12 Thoughts About #Resistance to Trump

Many ways to fight Donald Trump are not difficult

There are many things that can be done to slow down the Trump machine. Many of them are fairly simple and direct. The key is to keep them in mind as you navigate your day.

This post initially appeared at Daily Kos. It was written by Snout and is re-posted with permission. (Image: Ted Eytan)

No- so-random thoughts for the day:

1. Don’t let anyone tell you that protest is “slacktivism.” We ARE making a difference.  Don’t let up. Not an inch.

2. The above said, whenever possible do remember to mix in some real-world activism with the marching, blogging, and yelling into Facebook. Encourage others to do the same without shaming them (or yourself) for not doing enough.  Every little bit helps.

3. Whenever possible, move away from personally-satisfying statements of outrage and mockery, and towards arguments that will drive a wedge between Trump and his voters. Think like they do. Remind them of his failures from their perspective ( i.e: not going to bring them back their coal jobs, gonna uninsure them, etc…).

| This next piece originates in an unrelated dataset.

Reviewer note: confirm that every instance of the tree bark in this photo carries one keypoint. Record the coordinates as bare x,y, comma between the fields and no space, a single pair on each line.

4. The one argument even his most ardent supporters will grudgingly acknowledge is that his management style has been chaotic and his personal behavior has been erratic. Make that argument every chance you get.

5. Turn his language against him. If it worked on his voters once, it’ll work again. Use words like “disaster” (i.e: #TrumpDisaster).

6. Don’t let anyone write off the protests as sore-loserism. Point out that we DID have a peaceful transfer of power, despite the very-real concerns about foreign and domestic intelligence interference in the process.

7. If someone suggests that the Presidency deserves respect — tell them that you’ll respect him when he respects the office.

8. Never stop mentioning his tax returns.

9. Never stop mentioning his failure to divest his businesses.  If someone tries to excuse it, ask them how we as a country should react when the first soldier dies in a country where he has holdings.

10. Ask yourself every day, “how can I help Democratic activists living in the red states?” They have all of our futures in their hands — and many of them work tirelessly. They are almost always completely outgunned, and we sometimes put them in a bind, expecting them to turn the whole culture surrounding them around on our blue-state terms.

11. Realize that the larger issue isn’t this administration.  The GOP had already opted out of the project of governance before he ran.  The issue is our almost complete lack of meaningful representation in the current government.  We are the majority.  We collectively pay a huge part of the tax burden in this nation.  Taxation without representation caused our last revolution.  Don’t hesitate to make this point loudly and often.

12.  Most importantly…wherever we can’t change their hearts and minds — we come after the hearts and minds of their kids.

That’s enough for now.


  1. I really enjoyed this piece. Lot of good advice here. I enjoy the Quick Takes accompanying the article, especially the Stephen Miller comments. What insight. Love the suggestion about his taxes, we here in this household have said that to many people.